Real-World Use Cases
| Scenario | How This Applies |
|---|---|
| Edge AI deployment (embedded, IoT, mobile) | Lectures on MCUNetV3, structured pruning, and hardware-aware quantization directly address MCU-class constraints |
| Cloud inference cost reduction | Quantization (int8/int4) and pruning cut FLOPs and memory bandwidth; can reduce $/query on GPU inference when target kernels and hardware exploit lower precision or sparsity |
| LLM serving optimization | Lectures 13–14 cover SmoothQuant, AWQ, INT4 kernels, PagedAttention, FlashAttention, and speculative decoding — foundational techniques for production LLM serving |
| Research reproducibility | Understanding pruning criteria and quantization calibration helps reproduce compressed-model results from papers without black-boxing the process |
| Hardware-software co-design teams | Gives ML engineers enough hardware vocabulary to collaborate with chip architects on dataflow design and op-level optimization |
| MLOps / model serving engineers | LLM deployment and inference optimization content (lectures 12–13) covers serving, quantization, and deployment for production pipelines |
| Academic courses on ML systems | Free, GitHub Pages hosted, 13 published lecture pages — suitable supplemental material for graduate-level ML systems or efficient deep learning courses |
Important Things to Know
It is free and static.
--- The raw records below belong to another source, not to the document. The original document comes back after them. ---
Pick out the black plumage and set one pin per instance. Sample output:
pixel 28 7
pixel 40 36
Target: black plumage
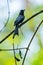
pixel 18 21
pixel 20 18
Hosted on GitHub Pages, no login, no paywall, no cohort. No discussion forum, TA support, or certificate is advertised on the course page. The course is a structured set of lecture notes — high-density material you work through on your own or in a reading group.
The course has 13 published lecture pages. The site nav lists Lecture 1 and Lectures 3–14 — 13 pages total; Lecture 2 is absent. All lecture titles are verified from the site nav. The compression core (Lectures 1, 3–6) covers introduction, pruning, and quantization. Lectures 7–14 cover NAS, knowledge distillation, TinyML/MCUNet, TinyEngine, transformers, LLM deployment, and LLM post-training. Topic summaries are from the course overview cards; detailed lecture content should be verified at the course URL before building curriculum around it.
The co-design framing is the differentiator. Many courses cover pruning and quantization independently. This one explicitly grounds every technique in its hardware interaction — which techniques work on which hardware, and why. That framing is rare in free materials and is the reason to prefer this over a generic compression tutorial.
Implementation framework. The course pages include lecture notes, slides, and at least one Colab demo. PyTorch is a natural companion tool for hands-on exercises (e.g. torch.nn.utils.prune, bitsandbytes), but the course material itself does not mandate it — check individual lecture pages for code requirements before starting.
Companion reading: The course draws on foundational papers — Deep Compression (Han et al., ICLR 2016), EIE (Han et al., ISCA 2016), MCUNetV3, AMC (He et al., ECCV 2018), NetAdapt (Yang et al., ECCV 2018). Reading those papers alongside the lectures significantly deepens understanding and makes the course function as an annotated literature review, not just a tutorial.